Nvidia guided revenue for Q4 at about $65 billion (+/-2%), which is well above analyst estimates in the low $62 billion range. 

The company expects gross margins in the mid-70% range going forward.

Why Nvidia Stock Is Surging

Blackwell architecture demand and supply

One of the key reasons for Nvidia Stock’s sharp move is the company’s comments on its Blackwell GPU architecture. CEO Jensen Huang said that “Blackwell sales are off the charts, and cloud GPUs are sold out.” 

This claim adds weight to the view that demand for AI infrastructure is not only intact but accelerating.

AI infrastructure momentum

Nvidia also noted it has visibility on $500 billion or more in AI-chip related bookings through 2026, largely driven by hyperscalers, cloud companies and large AI-model providers. 

Why does this matter for Nvidia Stock?
Because it shows that the company’s growth is not a one-quarter spike. It suggests a multi-year cycle of demand, which supports valuation and investor confidence.

Valuation and market positioning

By delivering strong numbers and raising guidance, Nvidia Stock reinforces its role as the bellwether of the AI boom. The stock’s surge also reflects the broader market’s shift toward companies that can monetize AI infrastructure and enterprise demand, not just hype.

What Investors in Nvidia Stock Should Watch

Execution risk and competition

While the results are strong, investors should be mindful of supply-chain constraints, manufacturing scale, and competitive risks from rivals such as Advanced Micro Devices and new entrants.

Could Nvidia Stock face headwinds?
Yes, if demand slows, if margins compress or if regulatory / export issues disrupt China or other large markets.

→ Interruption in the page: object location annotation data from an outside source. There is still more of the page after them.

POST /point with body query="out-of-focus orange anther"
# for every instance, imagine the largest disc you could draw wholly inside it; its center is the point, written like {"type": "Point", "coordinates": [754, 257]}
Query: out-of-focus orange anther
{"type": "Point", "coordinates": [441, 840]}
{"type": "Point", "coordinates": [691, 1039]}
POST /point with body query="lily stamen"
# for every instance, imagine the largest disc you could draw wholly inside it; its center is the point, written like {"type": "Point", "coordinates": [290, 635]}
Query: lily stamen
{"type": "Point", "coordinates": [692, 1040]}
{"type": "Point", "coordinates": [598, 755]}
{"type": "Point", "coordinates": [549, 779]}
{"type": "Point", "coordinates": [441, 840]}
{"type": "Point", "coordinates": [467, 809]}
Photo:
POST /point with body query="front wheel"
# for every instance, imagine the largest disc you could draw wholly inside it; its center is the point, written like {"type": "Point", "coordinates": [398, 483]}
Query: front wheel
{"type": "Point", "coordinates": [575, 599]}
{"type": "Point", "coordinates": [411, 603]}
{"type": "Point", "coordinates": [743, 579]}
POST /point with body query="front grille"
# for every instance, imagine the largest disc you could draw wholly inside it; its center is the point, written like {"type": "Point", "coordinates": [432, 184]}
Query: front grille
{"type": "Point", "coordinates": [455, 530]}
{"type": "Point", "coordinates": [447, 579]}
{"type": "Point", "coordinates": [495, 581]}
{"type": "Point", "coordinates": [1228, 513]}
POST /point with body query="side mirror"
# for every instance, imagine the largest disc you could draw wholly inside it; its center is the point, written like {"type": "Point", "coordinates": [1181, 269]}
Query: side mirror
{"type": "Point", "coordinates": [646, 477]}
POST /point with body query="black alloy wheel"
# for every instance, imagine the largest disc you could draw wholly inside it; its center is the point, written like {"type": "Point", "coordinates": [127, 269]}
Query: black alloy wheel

Customer concentration and order backlog

Reuters noted that about 61% of Nvidia’s revenue comes from just four customers. That concentration poses risk if any major customer slows orders.

Macro and regulatory environment

Given Nvidia Stock’s large market‐cap and high growth valuation, macro risks such as interest-rate increases, geopolitical export controls and energy constraints in data-centres could all impact the outlook.

How Nvidia Stock Move Affects Markets and Tech Sector

Index impact and broader sentiment

Because Nvidia Stock is a heavyweight in major U.S. indexes, its upward move influences ETFs, passive funds and market sentiment. A strong result can lift the entire tech sector, while a stumble could weigh heavily.

Tech supply-chain winners and partners

Nvidia’s surge often gives a boost to its ecosystem, companies such as Micron Technology, Broadcom Inc., and other AI-hardware providers often benefit from the upward momentum in Nvidia Stock.

AI investment theme reignited

With Nvidia Stock reaffirming the AI-chip theme, investor flows into AI infrastructure, generative-AI startups and enterprise-AI plays may get renewed tailwinds.

Queries on Nvidia Stock

Is the surge purely hype or grounded in fundamentals?

It appears grounded. The company beat consensus, showed strong data-centre growth and provided higher guidance. CEO comments about Blackwell and the AI cycle add credibility.

Does this mean Nvidia Stock will keep rising?

Not guaranteed. With high expectations, markets may require more than just strong numbers, they will expect sustained execution over multiple quarters.

Should investors buy Nvidia Stock now?

For growth-oriented investors comfortable with some risk, the current momentum in Nvidia Stock is compelling. But for more cautious investors, waiting for a pull-back or clearer margin expansion may be wise.

Conclusion

Today’s jump in Nvidia Stock is well deserved: a record $57 billion in revenue, a 66% surge in data-centre sales, and guidance that beats expectations. The ‘off the charts’ demand for Blackwell chips gives the market clearer proof that the AI hardware boom is real.

However, with high valuation comes higher expectations and the need for sustained execution. Nvidia’s dominance is strong, but investors should remain vigilant about concentration risks, supply constraints and macro headwinds. For now, Nvidia Stock stands as a beacon of the AI-infrastructure wave, whether it continues ascending will depend on what comes after this quarter’s fireworks.

Disclaimer

The content shared by Meyka AI PTY LTD is solely for research and informational purposes.  Meyka is not a financial advisory service, and the information provided should not be considered investment or trading advice.